I am getting to the end of my routine patrols, and the mosquitoes are finally getting under control. I got to see some of the members of the beaver family again on Monday’s route. It was otherwise pretty quiet, except for a lot of people on the trail. After I heard a brief begging cry from a far away Cooper’s Hawk, a woman told me excitedly that she heard an eagle down the path! I took the time to explain what it was, and my imitation of the call convinced her.
On my second transect, I almost couldn’t count all the hummingbirds! There were literally hundreds of them, and many zoomed right up to my face (probably due to my purple hat). I had the privilege of watching a lady hummer delicately bathing in the drops of dew on the leaves of a Russian olive tree. Couldn’t get a picture of her, but a few others cooperated! Otherwise it was quiet, probably due to the continued presence of the hunting Cooper’s Hawk family. One of the Green Herons they’d been terrorizing decided I was a lesser threat, and posed for multiple pictures! Later I spied two Roadrunners ahead of me on the path, posing on a branch. I always enjoy seeing them, New Mexico’s state bird, no matter how often!
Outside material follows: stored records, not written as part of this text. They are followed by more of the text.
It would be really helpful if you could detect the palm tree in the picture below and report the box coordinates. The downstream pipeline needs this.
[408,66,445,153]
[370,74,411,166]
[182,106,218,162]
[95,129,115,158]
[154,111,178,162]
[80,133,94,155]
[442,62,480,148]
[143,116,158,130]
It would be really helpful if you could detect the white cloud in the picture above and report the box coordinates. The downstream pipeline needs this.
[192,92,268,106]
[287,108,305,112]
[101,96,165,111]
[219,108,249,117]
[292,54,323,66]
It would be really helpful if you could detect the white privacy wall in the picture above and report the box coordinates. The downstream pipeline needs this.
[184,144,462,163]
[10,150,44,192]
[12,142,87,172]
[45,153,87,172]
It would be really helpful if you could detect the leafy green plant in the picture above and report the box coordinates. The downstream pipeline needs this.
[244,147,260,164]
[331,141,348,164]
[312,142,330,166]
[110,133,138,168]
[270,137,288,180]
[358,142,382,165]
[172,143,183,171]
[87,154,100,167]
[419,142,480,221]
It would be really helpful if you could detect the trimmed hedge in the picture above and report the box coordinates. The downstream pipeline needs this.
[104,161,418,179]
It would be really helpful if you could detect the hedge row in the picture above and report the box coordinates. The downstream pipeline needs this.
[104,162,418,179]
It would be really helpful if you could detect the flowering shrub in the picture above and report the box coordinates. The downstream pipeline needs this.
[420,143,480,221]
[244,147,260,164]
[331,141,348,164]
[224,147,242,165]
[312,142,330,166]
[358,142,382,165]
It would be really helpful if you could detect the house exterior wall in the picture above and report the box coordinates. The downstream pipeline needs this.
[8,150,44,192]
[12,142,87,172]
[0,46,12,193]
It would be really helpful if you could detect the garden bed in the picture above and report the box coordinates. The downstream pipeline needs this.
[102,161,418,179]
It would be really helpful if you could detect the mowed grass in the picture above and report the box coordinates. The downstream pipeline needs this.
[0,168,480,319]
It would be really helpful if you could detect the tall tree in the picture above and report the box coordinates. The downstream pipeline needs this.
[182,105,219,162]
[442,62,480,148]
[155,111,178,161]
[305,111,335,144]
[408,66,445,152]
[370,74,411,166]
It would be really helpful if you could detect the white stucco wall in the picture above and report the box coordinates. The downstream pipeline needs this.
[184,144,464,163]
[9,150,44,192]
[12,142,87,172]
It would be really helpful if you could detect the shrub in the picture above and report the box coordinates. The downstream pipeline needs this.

My last transect, on Thursday, was so peaceful. I had the luxury of really taking my time, enjoying all the little sights around me. A cicada casing glowed orange in the sunrise; a small flock of mixed warblers migrating through the bushes, and tracing animal tracks in the soft dirt of the path. Of course, I had to check out a big pile of steamy fresh bird poo. The X-shaped tracks revealed it to be from my friends, the Roadrunners! Their cuckoo footprint, with two toes pointing forward and two pointing backwards, led Native Americans to believe the wily bird was trying to trick them by disguising whether it was coming or going!